Act:
Decision Date: April 16, 2021
Panel: Darrell Le Houillier
Keywords: Wildlife Act – ss. 19, 34, 101, 101.1; Permit Regulation – s. 3; Administrative Tribunals Act – s. 31(1)(a); permit; peregrine falcon; jurisdiction; standing; summary dismissal
Christopher Shawn Kitt appealed a permit issued to Mountainside Quarries Group Inc. (“Mountainside”) by the Deputy Regional Manager of Recreational Fisheries and Wildlife Programs, Ministry of Forests, Lands, Natural Resource Operations and Rural Development (the “Ministry”). The permit authorized Mountainside to remove or destroy peregrine falcon nests located at Mountainside’s rock and gravel quarry in Abbotsford, British Columbia.

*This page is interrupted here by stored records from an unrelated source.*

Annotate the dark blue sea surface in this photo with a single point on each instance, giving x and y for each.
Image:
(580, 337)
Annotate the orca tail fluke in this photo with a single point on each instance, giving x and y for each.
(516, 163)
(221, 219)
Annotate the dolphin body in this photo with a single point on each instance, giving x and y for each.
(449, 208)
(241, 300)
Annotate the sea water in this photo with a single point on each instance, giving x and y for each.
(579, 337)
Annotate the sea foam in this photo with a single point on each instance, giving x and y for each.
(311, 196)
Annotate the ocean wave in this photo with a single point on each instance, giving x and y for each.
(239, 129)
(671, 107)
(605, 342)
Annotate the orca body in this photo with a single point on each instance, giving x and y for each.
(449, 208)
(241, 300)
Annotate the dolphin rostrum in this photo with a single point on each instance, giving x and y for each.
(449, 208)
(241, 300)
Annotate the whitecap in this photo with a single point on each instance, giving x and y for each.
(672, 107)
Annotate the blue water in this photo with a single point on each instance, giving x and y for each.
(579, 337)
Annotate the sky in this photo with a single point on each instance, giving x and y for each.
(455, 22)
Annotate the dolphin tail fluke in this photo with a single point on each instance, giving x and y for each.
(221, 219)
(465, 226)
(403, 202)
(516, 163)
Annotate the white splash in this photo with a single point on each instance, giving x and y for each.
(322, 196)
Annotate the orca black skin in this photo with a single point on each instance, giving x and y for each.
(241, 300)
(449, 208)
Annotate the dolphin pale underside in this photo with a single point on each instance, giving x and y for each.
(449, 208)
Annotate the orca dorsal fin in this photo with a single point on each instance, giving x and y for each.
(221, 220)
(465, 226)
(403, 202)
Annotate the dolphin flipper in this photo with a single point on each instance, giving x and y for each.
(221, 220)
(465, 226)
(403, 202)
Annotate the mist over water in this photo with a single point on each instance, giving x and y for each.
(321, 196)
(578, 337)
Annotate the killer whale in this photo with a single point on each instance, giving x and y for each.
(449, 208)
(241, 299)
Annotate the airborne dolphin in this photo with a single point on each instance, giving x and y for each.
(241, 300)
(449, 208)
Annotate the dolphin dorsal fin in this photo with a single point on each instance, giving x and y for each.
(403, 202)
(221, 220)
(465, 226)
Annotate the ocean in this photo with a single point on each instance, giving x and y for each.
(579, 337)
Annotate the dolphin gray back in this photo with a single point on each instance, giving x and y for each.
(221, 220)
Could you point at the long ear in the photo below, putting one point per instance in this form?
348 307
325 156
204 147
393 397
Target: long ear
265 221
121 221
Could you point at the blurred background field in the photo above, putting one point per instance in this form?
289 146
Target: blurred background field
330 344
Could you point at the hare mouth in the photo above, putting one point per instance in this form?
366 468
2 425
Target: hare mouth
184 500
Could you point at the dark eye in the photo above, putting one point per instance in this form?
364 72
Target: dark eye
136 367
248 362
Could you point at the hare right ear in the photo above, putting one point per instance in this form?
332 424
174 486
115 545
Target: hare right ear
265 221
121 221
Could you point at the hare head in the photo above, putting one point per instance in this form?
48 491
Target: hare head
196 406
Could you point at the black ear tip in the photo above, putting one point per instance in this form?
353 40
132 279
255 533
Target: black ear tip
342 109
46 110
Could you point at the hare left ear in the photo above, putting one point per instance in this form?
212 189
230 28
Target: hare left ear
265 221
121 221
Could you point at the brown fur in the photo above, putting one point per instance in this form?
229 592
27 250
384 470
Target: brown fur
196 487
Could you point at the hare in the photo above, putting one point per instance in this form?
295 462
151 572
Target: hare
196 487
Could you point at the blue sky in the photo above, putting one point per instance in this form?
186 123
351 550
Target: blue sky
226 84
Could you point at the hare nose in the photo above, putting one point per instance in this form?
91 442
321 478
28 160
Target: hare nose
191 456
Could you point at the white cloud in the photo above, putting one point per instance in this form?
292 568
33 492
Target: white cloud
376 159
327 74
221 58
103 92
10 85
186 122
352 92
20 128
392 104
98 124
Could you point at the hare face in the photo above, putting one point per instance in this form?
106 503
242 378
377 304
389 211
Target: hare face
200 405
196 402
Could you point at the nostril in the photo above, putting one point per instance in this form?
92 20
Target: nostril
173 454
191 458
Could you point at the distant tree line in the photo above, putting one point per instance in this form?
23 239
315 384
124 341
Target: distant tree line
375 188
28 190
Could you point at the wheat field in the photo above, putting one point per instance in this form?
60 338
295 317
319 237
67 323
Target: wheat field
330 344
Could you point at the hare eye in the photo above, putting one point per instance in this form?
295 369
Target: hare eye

The Appellant appealed the permit to the Board. The Appellant lives near the quarry and has long opposed quarrying operations there because those operations pose a danger to peregrine falcons that live and nest on a cliff at the site. The Appellant was also a professional biologist and held a hunting licence and an angling licence under the Wildlife Act. The Appellant asked the Board to rescind the permit.
Before the appeal was heard, the Board requested submissions from the parties on whether the Appellant had standing under the Wildlife Act to appeal the permit. Section 101.1 of the Wildlife Act states that, “The affected person referred to in section 101(2) may appeal the decision” to the Board. Therefore, the key question was: who is “the affected person referred to in section 101(2)”?
The Board found that section 101(1) of the Wildlife Act requires a regional manager or a director to give written reasons for a decision that affects a permit, licence, trapline registration, guiding territory certificate, or an application for those things. Section 101(2) of the Wildlife Act requires that notice of a decision referred to in subsection (1) must be given to “the affected person.” Reading section 101 together with section 101.1, the Board found that “the affected person” in sections 101(2) and 101.1 is one to whom section 101(1) applies in any given case. In this case, Mountainside, as the person that applied for and received the permit, was “the affected person” for the purposes of sections 101 and 101.1 regarding by the decision to issue the permit. As such, Mountainside had standing to appeal the permit if it had wanted to do so, but the Appellant did not have standing to appeal the permit.
In addition, although the Appellant held hunting and angling licences, he did not assert or provide sufficient evidence to conclude that those licences were, or would be, affected by the permit. Furthermore, the Board held that public interest standing is not available in appeals to the Board under the Wildlife Act.
For those reasons, the Board concluded that the Appellant’s appeal was not within the Board’s jurisdiction under the Wildlife Act. The Board summarily dismissed the appeal.